Espiritus_Corvus's avatar

This was officially settled at the Second Vatican Ecumenical Council in the 1960s thanks primarily to the writings and lobbying efforts of the liberal Jesuit theologian Hans Küng. It is interesting to note that he came up in the church with, befriended, and studied at Gregorian University with the man who eventually became ultra-conservative Pope Benedict. But times and people change. Later, Küng began refuting the infalability of the Pope in his writings and now the top Catholic theologian of the past century is no longer allowed by the Church to teach theology. It is interesting that he wasn’t excommunicated, which tells me that he has a large and powerful following inside the Church.

Ron_C's avatar

@Espiritus_Corvus I remember some of the Second Vatican council. I had bargained with my dad to be allowed to go to public high school instead of the Catholic high. As part of that bargain I had to go to Sunday School. Of course we never read the bible, I did but it was for curiosity’s sake. They talked a good deal about “Vatican 2” and it was assumed that everybody believed in evolution. That was before the fundamentalists started their full bore assault on science and the hogwash of the bible being the infallible word of God and the true history of the human race. We never even considered those views in the ‘60’s.

Espiritus_Corvus's avatar

@Ron_C: I agree. I was in Catholic school at the time as well, only in an earlier grade. Although modern science was being taught to us in the states and in some European countries, evidently it wasn’t being taught in Catholic schools in most of Latin America and the poorer countries and those run by other orders, Sisters of Mercy, Maryknolls, etc.. The SVC decision made the acceptance of the Theory of Evolution Catholic doctrine and enabled all Catholic schools to teach it. But from what I remember, the creation, Genesis, the Garden of Eden and all that, was still being taught in our daily religion classes in Catholic school. What did they teach you guys at Sunday School?

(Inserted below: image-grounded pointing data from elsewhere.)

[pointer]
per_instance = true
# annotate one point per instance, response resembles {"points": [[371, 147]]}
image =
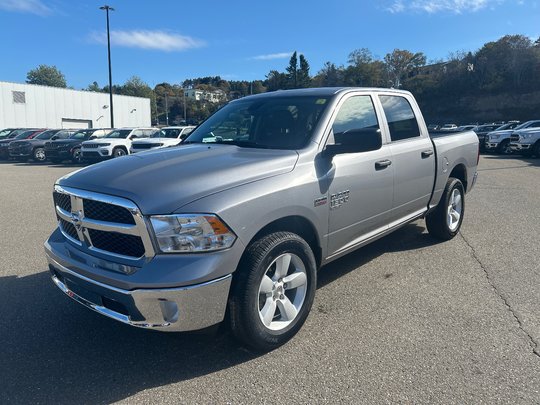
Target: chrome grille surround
{"points": [[83, 224]]}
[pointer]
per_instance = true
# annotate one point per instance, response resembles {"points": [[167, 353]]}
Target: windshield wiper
{"points": [[245, 144]]}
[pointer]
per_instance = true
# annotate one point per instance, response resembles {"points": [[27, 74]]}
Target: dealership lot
{"points": [[404, 319]]}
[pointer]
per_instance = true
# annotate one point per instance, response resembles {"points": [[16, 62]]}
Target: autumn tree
{"points": [[399, 63]]}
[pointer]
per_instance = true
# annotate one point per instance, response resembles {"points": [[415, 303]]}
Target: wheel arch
{"points": [[460, 172], [297, 224]]}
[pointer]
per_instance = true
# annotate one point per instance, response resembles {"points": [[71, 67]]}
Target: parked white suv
{"points": [[115, 144], [168, 136], [499, 140]]}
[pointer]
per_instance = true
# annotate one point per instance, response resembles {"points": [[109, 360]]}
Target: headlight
{"points": [[187, 233]]}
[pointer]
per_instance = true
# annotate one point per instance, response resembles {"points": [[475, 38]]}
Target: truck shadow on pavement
{"points": [[54, 350]]}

I remember the stories in religion class, but it’s really strange now that I never contemplated a contradiction between that and what I was taught in the other classes. I mean, our first science class started with Darwin. I remember that. I was very excited about taking science, for the first few classes, anyway. And I don’t remember the two subjects being a problem at all. Maybe I just wasn’t a very deep thinking kid. Baseball and my buddies were more important than fine tuning stuff that happened long before I was born, I guess. My world was pretty simple in those days.

Ron_C's avatar

@Espiritus_Corvus “what did they you guys in Sunday school?” It’s hard to remember. Most of it was a big yawn. I remember them talking about Vatican 2 as the greatest thing since sliced bread. They mentioned evolution and also changing the mass to make it more accessible to the congregation. They had the mass in English and guitar masses and all of that hippy stuff. I sort of enjoyed the guitar mass but they left all the boring religious boiler plate in, just changed it to English. I quit going to church when I went on active duty when I was 18 and have only been back for weddings and funerals.

Espiritus_Corvus's avatar

This is a sad page. Do you realize that half the people on this page—
@Cruiser, @Dr_Dredd, @BoBo1946, @JilltheTooth are all gone?